Indonesia memiliki potensi besar dalam pengembangan industri hidrogen hijau, didukung oleh sumber daya energi terbarukan seperti surya, air, angin, dan panas bumi. Pemerintah pun telah menunjukkan komitmen kuat melalui berbagai kebijakan, termasuk Peta Jalan Hidrogen dan Amonia 2025 yang menargetkan permintaan hidrogen nasional mencapai 9,9 juta ton per tahun pada 2060. Langkah nyata telah dimulai, termasuk pembangunan 21 Green Hydrogen Plant (GHP) oleh PT PLN serta proyek percontohan hidrogen hijau Ulubelu yang digagas oleh PT Pertamina Geothermal Energy.

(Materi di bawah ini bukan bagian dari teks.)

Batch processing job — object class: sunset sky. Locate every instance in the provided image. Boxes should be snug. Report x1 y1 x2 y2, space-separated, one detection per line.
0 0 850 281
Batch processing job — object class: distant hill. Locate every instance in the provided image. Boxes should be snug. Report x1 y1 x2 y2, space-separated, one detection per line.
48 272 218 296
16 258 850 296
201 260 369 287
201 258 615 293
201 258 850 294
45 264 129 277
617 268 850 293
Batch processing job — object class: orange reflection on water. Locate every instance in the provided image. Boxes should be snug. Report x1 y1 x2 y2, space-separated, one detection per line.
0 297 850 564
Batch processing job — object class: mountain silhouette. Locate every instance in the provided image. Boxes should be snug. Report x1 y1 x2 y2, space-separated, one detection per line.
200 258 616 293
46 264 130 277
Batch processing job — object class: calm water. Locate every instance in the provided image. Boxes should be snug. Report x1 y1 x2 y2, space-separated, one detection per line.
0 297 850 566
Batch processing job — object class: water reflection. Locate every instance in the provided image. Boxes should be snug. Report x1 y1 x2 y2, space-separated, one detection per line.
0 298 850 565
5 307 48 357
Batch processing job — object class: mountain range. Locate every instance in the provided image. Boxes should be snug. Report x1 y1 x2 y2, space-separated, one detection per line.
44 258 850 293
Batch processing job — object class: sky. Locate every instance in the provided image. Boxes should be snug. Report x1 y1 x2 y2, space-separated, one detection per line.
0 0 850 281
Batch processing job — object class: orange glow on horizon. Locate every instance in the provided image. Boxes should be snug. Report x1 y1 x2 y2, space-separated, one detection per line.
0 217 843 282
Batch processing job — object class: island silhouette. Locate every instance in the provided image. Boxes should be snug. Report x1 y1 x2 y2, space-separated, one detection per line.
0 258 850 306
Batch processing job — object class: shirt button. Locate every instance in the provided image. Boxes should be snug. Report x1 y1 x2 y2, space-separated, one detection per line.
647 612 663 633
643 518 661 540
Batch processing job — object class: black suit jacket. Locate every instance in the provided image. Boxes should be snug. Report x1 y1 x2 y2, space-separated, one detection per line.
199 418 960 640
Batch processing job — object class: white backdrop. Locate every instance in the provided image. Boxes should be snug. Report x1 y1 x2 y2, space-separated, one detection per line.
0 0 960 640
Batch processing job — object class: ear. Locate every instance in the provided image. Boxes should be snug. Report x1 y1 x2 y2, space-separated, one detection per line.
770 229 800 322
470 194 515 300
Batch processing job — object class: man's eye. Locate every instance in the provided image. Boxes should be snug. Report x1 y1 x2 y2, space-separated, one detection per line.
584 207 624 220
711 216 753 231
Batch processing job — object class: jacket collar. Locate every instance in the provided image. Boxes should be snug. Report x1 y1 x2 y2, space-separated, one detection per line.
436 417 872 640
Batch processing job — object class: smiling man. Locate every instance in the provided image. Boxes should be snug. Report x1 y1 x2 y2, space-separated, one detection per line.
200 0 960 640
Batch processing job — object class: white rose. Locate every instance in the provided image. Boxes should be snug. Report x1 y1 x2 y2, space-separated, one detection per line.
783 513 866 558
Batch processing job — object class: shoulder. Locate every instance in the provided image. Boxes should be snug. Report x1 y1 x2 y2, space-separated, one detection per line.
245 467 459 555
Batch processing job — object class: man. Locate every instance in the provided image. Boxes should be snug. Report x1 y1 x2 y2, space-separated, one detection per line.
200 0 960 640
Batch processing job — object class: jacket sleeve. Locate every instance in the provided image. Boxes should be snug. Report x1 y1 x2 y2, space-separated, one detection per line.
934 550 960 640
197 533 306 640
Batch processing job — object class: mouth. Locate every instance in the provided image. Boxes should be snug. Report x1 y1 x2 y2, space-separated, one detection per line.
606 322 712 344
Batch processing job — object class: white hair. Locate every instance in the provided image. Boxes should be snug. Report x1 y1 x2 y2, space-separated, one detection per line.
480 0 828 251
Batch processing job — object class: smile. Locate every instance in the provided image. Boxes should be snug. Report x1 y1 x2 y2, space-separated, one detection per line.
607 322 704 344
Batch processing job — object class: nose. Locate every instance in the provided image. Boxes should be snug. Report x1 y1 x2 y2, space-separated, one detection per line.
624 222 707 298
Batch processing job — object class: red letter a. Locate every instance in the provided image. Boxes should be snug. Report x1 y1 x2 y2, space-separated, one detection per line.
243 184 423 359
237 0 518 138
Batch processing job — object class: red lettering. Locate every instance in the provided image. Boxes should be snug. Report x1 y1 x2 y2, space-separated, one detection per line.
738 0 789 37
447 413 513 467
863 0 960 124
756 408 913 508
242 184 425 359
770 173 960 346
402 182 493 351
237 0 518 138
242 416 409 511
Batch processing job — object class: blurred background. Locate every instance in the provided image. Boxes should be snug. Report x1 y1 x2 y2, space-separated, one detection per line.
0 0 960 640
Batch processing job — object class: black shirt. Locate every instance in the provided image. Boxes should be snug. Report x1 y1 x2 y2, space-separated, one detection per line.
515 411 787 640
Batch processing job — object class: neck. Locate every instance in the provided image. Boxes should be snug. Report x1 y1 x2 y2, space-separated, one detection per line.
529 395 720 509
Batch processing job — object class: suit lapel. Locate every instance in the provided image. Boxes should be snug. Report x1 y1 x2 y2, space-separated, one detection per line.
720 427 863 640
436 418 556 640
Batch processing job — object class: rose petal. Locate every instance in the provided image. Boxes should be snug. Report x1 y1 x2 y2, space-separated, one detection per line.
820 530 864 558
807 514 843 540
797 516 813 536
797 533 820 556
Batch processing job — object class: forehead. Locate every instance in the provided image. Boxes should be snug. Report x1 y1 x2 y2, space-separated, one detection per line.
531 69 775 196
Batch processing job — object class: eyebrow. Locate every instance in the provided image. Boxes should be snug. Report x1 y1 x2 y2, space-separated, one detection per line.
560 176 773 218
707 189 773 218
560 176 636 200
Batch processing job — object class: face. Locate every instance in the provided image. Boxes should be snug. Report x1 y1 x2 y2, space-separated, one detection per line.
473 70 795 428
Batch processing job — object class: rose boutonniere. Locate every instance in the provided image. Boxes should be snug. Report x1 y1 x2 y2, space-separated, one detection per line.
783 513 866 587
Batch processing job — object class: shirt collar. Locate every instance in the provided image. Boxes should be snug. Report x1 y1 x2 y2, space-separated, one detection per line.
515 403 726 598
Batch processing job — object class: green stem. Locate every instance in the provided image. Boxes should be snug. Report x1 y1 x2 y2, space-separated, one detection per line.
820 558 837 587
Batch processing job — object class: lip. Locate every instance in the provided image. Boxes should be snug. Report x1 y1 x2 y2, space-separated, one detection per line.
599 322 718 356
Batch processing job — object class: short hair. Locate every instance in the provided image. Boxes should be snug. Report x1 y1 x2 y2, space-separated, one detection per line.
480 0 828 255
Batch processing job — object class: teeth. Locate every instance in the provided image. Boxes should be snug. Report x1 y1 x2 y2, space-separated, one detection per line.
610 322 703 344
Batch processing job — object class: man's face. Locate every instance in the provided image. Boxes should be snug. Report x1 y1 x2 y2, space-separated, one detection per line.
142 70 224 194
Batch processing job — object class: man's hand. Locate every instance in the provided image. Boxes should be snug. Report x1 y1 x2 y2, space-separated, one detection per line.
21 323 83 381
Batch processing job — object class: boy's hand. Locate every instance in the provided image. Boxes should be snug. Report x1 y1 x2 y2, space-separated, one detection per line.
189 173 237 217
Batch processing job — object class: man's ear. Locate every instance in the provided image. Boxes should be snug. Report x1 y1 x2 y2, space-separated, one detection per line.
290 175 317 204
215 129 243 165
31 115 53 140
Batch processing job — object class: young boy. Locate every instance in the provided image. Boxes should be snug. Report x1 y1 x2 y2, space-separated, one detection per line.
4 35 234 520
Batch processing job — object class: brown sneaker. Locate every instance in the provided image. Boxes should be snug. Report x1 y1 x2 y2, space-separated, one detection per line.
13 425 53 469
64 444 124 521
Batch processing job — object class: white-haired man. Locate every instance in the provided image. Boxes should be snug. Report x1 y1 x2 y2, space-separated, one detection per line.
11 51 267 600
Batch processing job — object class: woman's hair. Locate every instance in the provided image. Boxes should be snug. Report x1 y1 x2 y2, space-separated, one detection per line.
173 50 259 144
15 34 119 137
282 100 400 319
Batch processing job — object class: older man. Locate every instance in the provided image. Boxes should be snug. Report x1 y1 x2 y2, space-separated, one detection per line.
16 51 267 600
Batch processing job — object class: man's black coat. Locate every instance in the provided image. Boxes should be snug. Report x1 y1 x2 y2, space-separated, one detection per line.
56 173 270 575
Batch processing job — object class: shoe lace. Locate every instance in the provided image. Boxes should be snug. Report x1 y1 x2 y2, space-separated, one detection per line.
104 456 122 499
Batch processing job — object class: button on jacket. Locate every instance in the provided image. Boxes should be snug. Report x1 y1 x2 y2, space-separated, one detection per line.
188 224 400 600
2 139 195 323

Kendati demikian, Kepala PPSDM KEBTKE A. Susetyo Edi Prabowo mengingatkan bahwa keberhasilan ekosistem hidrogen hijau tidak hanya bertumpu pada kesiapan teknologi dan ketersediaan dana semata, melainkan juga bergantung pada kompetensi Sumber Daya Manusia (SDM). Beliau menegaskan, “Tanpa SDM yang ahli di bidang elektrolisis, keselamatan hidrogen, kebijakan energi, hingga manajemen proyek pembiayaan, ekosistem hidrogen hijau tidak akan tumbuh optimal,”.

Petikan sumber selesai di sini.